Analysts at Morgan Stanley have said that in the long-term, Tesla Insurance may pose a threat to the ~$260 billion US auto insurance industry, following the company’s expansion of its new insurance product that uses real-time driving behaviour data.
The insurance offering was recently launched in Virginia, Colorado and Oregon.
It was also reported that the company plans on being a full-stack auto carrier within those three states.
In a recent report, analysts stated that Tesla insurance does not pose a threat to the US auto insurance industry in the near-term, but it quite possibly does in the long-term.
The analysts said that they believe successful long-term market penetration rests on pricing sophistication and distribution strategy.
Furthermore, they added that Tesla will no doubt have superior data on their own cars, but also addressed that the real-time feedback loop on driving behaviour, that the insurance offering contains, could result in safer driving, which could lead to lower premiums and a higher take-up rate.
“We will monitor TSLA’s underwriting results closely as it gains more traction”, the analysts said.

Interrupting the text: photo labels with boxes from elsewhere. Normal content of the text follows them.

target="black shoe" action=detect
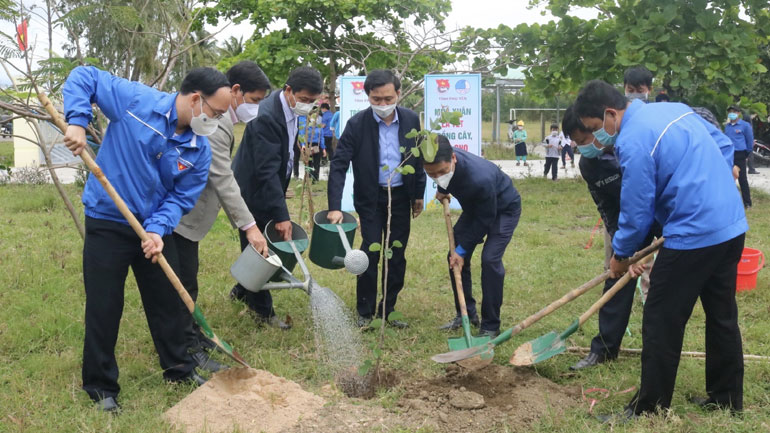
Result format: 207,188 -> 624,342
230,286 -> 246,301
388,320 -> 409,329
476,329 -> 500,338
596,407 -> 639,424
569,352 -> 607,371
438,316 -> 481,331
254,314 -> 291,331
190,349 -> 228,373
96,397 -> 120,414
356,316 -> 372,329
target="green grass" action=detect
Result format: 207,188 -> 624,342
0,140 -> 13,167
0,179 -> 770,433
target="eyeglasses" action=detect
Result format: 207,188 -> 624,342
201,95 -> 224,120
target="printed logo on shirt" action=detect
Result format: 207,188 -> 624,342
176,158 -> 193,171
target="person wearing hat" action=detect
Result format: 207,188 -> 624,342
725,105 -> 754,209
513,120 -> 528,166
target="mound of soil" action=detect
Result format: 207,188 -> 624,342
163,368 -> 324,433
286,364 -> 580,433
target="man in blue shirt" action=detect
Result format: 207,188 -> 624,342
574,80 -> 748,420
321,102 -> 334,161
421,135 -> 521,338
62,66 -> 230,412
725,106 -> 754,208
328,69 -> 425,328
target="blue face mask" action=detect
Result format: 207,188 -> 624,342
578,143 -> 603,159
594,111 -> 618,147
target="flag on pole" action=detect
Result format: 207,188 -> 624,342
16,20 -> 28,51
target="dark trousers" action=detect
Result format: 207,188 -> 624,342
310,143 -> 322,182
733,150 -> 751,206
294,143 -> 302,179
591,278 -> 636,359
449,204 -> 521,331
82,217 -> 195,401
629,235 -> 745,414
543,156 -> 559,180
356,186 -> 412,317
233,221 -> 274,318
172,232 -> 216,352
561,145 -> 575,167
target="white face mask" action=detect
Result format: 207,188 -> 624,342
190,96 -> 218,137
235,93 -> 259,123
372,104 -> 396,119
291,93 -> 315,116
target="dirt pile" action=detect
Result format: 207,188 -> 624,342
286,364 -> 580,433
164,368 -> 324,433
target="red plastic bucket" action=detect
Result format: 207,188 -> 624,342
735,248 -> 765,292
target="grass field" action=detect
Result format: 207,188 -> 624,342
0,179 -> 770,433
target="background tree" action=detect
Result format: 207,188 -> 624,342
207,0 -> 450,108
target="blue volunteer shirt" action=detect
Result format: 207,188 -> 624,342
372,110 -> 404,187
725,119 -> 754,152
62,66 -> 211,236
612,101 -> 749,257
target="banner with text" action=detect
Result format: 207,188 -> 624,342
424,74 -> 481,209
338,76 -> 369,212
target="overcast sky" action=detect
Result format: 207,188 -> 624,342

In addition, the report highlighted how direct-to-consumer (DTC) distribution has become a proven strategy in taking market share, and going forward analysts expect DTC coupled with embedded insurance to become the “new wave” of personal insurance distribution.
Meanwhile, analysts said that Tesla as a top 10 auto insurance carrier is not a “wild expectation”, adding that insurance premium forecasts for Tesla yield ~$9.6b by 2031, assuming fairly conservative take-up rates by Tesla car owners.
The analysts said: “Assuming the industry continues to grow by ~3% annually, this would yield a market share of 2.8%, cracking the top-10 in US P&C market share.”